The challenge for the de­partment, Collier said, is money. The law did not allo­cate money to Homeland Se­curity to implement the pro­gram, and prohibits the Department from charging fees to enroll businesses. Homeland Security receives about $5 million a year in federal funding, but 80 per­cent of those funds must be spent locally, and Collier said he doesn’t believe they can be spent on E-Verify.

“We have very strict guidelines on expenditure of state Homeland Security funds, and I haven’t seen anything to allow that ex­pense,” Collier said.

That will leave the depart­ment to fall back on its mea­ger budget to set up the service. Asked if Homeland Security will need more money to set up the service, Collier said “Yes.”

“This is statute now, and we are going to do every­thing in our power to carry out the statutory responsibil­ities we have been given,” he said.

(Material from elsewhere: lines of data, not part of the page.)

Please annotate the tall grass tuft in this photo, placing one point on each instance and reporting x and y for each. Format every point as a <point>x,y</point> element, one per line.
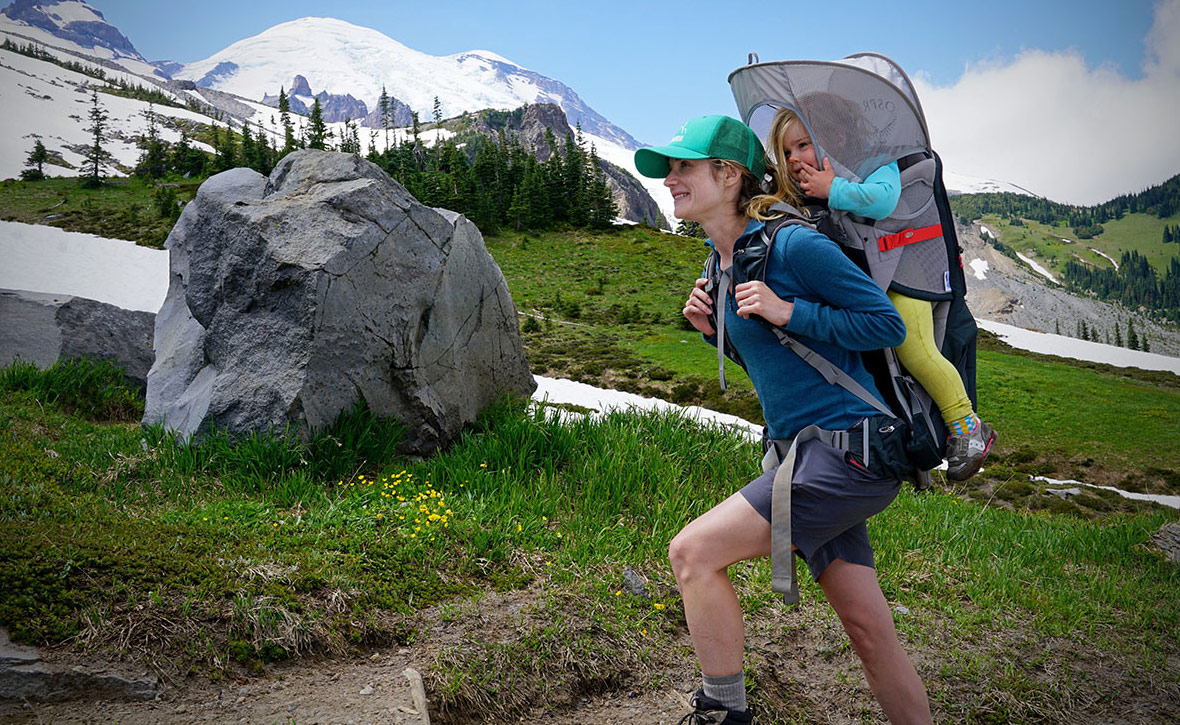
<point>92,389</point>
<point>279,463</point>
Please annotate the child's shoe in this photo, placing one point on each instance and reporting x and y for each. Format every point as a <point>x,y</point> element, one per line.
<point>707,711</point>
<point>965,454</point>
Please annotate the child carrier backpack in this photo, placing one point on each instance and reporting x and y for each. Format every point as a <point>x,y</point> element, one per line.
<point>863,112</point>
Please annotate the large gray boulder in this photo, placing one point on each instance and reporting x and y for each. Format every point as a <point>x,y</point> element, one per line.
<point>294,298</point>
<point>43,328</point>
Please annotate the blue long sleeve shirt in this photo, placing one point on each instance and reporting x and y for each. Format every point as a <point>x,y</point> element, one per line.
<point>876,197</point>
<point>838,312</point>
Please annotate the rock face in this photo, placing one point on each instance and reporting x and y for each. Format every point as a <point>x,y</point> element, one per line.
<point>294,298</point>
<point>43,328</point>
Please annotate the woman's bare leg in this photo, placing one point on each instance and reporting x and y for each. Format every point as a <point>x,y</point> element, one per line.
<point>700,556</point>
<point>856,595</point>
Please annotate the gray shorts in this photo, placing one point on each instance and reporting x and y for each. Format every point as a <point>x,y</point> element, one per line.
<point>831,498</point>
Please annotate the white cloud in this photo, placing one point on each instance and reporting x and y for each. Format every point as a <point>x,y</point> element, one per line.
<point>1050,124</point>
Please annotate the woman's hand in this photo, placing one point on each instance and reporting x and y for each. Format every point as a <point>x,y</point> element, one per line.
<point>699,308</point>
<point>817,182</point>
<point>755,298</point>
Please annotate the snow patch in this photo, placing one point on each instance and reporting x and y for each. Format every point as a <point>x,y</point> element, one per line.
<point>1038,268</point>
<point>1080,350</point>
<point>1107,256</point>
<point>54,261</point>
<point>1162,500</point>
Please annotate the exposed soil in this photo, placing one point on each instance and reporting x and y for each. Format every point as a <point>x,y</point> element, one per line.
<point>805,672</point>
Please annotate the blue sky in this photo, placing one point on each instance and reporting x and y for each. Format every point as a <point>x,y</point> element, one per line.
<point>648,66</point>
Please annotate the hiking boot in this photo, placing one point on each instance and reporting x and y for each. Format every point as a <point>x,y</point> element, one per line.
<point>707,711</point>
<point>965,454</point>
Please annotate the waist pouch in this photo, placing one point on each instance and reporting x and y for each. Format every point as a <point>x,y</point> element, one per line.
<point>895,449</point>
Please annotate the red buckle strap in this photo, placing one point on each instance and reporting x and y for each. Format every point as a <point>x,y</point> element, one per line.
<point>909,236</point>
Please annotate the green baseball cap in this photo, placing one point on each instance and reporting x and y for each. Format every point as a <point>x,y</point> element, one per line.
<point>706,137</point>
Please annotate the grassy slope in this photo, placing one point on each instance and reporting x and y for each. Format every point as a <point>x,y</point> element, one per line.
<point>123,209</point>
<point>1135,232</point>
<point>106,543</point>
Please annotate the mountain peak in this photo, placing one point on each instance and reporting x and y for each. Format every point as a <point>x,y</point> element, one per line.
<point>73,21</point>
<point>349,60</point>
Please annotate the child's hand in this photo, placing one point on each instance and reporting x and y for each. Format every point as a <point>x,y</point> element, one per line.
<point>699,307</point>
<point>817,182</point>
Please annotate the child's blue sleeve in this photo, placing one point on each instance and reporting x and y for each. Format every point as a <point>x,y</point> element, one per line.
<point>874,198</point>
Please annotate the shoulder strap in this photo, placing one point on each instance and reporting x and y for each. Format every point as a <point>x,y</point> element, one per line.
<point>830,371</point>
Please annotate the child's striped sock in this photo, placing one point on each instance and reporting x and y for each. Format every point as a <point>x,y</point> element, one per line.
<point>964,425</point>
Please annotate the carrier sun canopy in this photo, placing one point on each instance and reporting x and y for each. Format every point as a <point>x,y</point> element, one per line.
<point>861,111</point>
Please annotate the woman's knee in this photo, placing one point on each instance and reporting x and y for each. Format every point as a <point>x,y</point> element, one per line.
<point>686,554</point>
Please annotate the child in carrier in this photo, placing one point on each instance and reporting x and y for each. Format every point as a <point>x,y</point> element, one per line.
<point>793,154</point>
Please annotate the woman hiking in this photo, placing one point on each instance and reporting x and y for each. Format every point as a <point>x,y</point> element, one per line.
<point>812,291</point>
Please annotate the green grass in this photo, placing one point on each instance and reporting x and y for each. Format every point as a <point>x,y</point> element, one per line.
<point>264,548</point>
<point>123,208</point>
<point>1047,246</point>
<point>119,530</point>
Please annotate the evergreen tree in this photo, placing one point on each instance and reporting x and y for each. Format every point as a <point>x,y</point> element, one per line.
<point>225,148</point>
<point>284,115</point>
<point>96,155</point>
<point>316,130</point>
<point>385,105</point>
<point>34,161</point>
<point>187,161</point>
<point>349,138</point>
<point>601,200</point>
<point>261,155</point>
<point>249,152</point>
<point>153,159</point>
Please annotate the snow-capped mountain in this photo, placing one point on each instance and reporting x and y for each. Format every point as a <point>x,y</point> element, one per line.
<point>358,61</point>
<point>958,183</point>
<point>74,26</point>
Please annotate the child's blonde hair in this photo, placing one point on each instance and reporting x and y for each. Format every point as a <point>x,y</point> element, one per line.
<point>782,188</point>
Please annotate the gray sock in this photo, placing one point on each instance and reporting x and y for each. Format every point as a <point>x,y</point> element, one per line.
<point>729,690</point>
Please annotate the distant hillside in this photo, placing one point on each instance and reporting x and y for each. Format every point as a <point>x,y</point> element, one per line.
<point>1161,201</point>
<point>1125,250</point>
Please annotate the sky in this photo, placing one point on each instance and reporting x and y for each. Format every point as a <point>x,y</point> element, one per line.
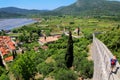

By the way, Homeland Defense has 90 days to get this service up and running.

How is that for responsible budgeting!

I discussed some of the burdens on businesses of the Alabama Immigration Act, such as a great increase in litigation and new red-tape.

But how does the statute apply to multi-state corporations?

  • For instance, when the statute requires every business which receives incentives from the state to “participate in the E-Verify program and shall verify every employee,” does this mean that Tyson Foods must now verify every employee of the entire corporation, even those outside the state in Arkansas or Texas or Nebraska?
  • Or, considering that a person can sue for discriminatory hiring practices if they are looked over for a job or lose a job and the company employs any illegal immigrant, then if a Wal-Mart store fires an employee in Alabama but the company employes an unauthorized immigrant at a Texas distribution center, does the fired employee still have a cause of action?

Alabama courts (and federal one, too) will be busy and have plenty of opportunity to answer these questions and assess other unclear implications and consequences of this statute.